What did happen, however, was he fell hard for Spokane.
“It’s just an interesting place to me,” he said. “It’s kind of this rich meets poor, conservative meets liberal hodgepodge.”
About three years ago, without any real plan or goal, he started buying Expo ’74 souvenirs. He sort of viewed it as saluting what is arguably his adopted hometown’s finest hour.
“This is not a money-making venture,” said Hanson, smiling. “There is not a lot of demand for this stuff. But I love that Expo happened and think it continues to be an inspiration.”
Well, to some.
“People my age think I’m crazy, and I suspect some have thought of staging an intervention.”
It’s not just that he has spent more than $5,000 on his benign obsession or that it sucks up much of his free time.
Some hear about Hanson’s collection and wonder if he is guilty of living in the past.
He said he understands that suspicion. He gets the “Let’s move on” sentiment.
“I think it’s time for the next big thing in Spokane,” he said.
He just happens to believe Expo ’74 can help point the way.
Hanson has an appealing laugh and doesn’t regard his china cabinet full of Expo souvenirs as a shrine. And, yes, it has crossed his mind that not every woman visiting his home for the first time would think his collection shouts “normal.”
Still, he has acquired so much Expo stuff now that tracking down items he doesn’t own has gotten to be a bit like pressing in the last few pieces of a jigsaw puzzle.
“One of the fun things is you never really know where the Expo logo is going to show up. But most of what I find now is stuff I already have.”
His rivals for Expo gewgaws in online auctions can be in Australia or Japan. Some of his finds have been purchased from sellers in Europe. And he has friends who keep an out for Expoiana when traveling.
Most of Hanson’s fair memorabilia, though, has come from local sources.

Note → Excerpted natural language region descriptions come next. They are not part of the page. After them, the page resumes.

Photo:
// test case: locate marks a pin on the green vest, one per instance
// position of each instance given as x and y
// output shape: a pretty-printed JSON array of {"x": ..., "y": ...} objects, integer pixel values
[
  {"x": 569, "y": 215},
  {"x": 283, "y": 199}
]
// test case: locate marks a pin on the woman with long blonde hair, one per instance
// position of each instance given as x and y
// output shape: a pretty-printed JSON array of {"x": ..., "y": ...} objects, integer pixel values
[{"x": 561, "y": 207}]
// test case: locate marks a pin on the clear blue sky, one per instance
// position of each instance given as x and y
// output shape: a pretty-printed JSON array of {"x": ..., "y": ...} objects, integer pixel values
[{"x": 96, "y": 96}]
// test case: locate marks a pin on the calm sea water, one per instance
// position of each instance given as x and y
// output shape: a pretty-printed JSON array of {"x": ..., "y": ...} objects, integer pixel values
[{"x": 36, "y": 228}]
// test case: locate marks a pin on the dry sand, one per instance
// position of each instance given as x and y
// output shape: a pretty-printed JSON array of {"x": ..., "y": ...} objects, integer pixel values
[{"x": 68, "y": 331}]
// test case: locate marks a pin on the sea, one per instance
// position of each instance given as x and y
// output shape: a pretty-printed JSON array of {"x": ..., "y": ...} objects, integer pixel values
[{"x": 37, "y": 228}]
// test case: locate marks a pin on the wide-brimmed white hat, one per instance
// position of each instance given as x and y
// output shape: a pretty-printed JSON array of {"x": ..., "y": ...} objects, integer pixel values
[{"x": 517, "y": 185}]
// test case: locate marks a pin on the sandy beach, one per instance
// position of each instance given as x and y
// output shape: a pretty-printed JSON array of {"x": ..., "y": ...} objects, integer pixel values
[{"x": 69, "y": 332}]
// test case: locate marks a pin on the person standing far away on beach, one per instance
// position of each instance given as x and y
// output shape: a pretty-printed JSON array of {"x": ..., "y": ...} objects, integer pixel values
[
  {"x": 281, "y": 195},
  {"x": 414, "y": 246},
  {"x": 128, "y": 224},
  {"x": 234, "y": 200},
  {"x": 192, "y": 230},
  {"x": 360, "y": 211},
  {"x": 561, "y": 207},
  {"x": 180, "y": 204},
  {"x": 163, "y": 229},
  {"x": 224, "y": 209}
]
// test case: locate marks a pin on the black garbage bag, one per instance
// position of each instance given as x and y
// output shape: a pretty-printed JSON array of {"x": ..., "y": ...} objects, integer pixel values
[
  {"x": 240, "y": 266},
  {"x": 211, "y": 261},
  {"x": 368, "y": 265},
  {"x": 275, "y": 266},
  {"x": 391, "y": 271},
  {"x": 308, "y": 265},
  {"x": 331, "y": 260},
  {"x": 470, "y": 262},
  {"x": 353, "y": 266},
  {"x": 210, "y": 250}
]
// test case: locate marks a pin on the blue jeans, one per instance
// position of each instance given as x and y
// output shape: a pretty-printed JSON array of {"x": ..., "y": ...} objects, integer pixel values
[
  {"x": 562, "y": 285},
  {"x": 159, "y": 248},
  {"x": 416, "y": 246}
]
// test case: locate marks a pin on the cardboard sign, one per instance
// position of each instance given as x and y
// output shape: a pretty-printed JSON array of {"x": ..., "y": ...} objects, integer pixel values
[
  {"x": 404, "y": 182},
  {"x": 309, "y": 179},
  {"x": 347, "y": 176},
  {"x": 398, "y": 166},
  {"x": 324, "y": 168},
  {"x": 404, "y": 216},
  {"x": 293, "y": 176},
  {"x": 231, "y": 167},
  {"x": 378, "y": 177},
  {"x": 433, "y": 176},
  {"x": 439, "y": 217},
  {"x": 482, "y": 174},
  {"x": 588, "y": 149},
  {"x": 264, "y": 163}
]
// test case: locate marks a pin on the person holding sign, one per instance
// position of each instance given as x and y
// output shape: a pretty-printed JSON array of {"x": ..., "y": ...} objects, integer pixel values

“I realized after a while that if I looked in the darkest, dustiest corner of every store I went into, there might be some Expo memorabilia there.”
Maybe it will all end up in the pop culture wing of a museum one day, he said.
But for now, the hunt for world’s fair gift-shop leftovers goes on.
“It was a capitalistic free-for-all,” he said. “But it’s part of Spokane’s history.”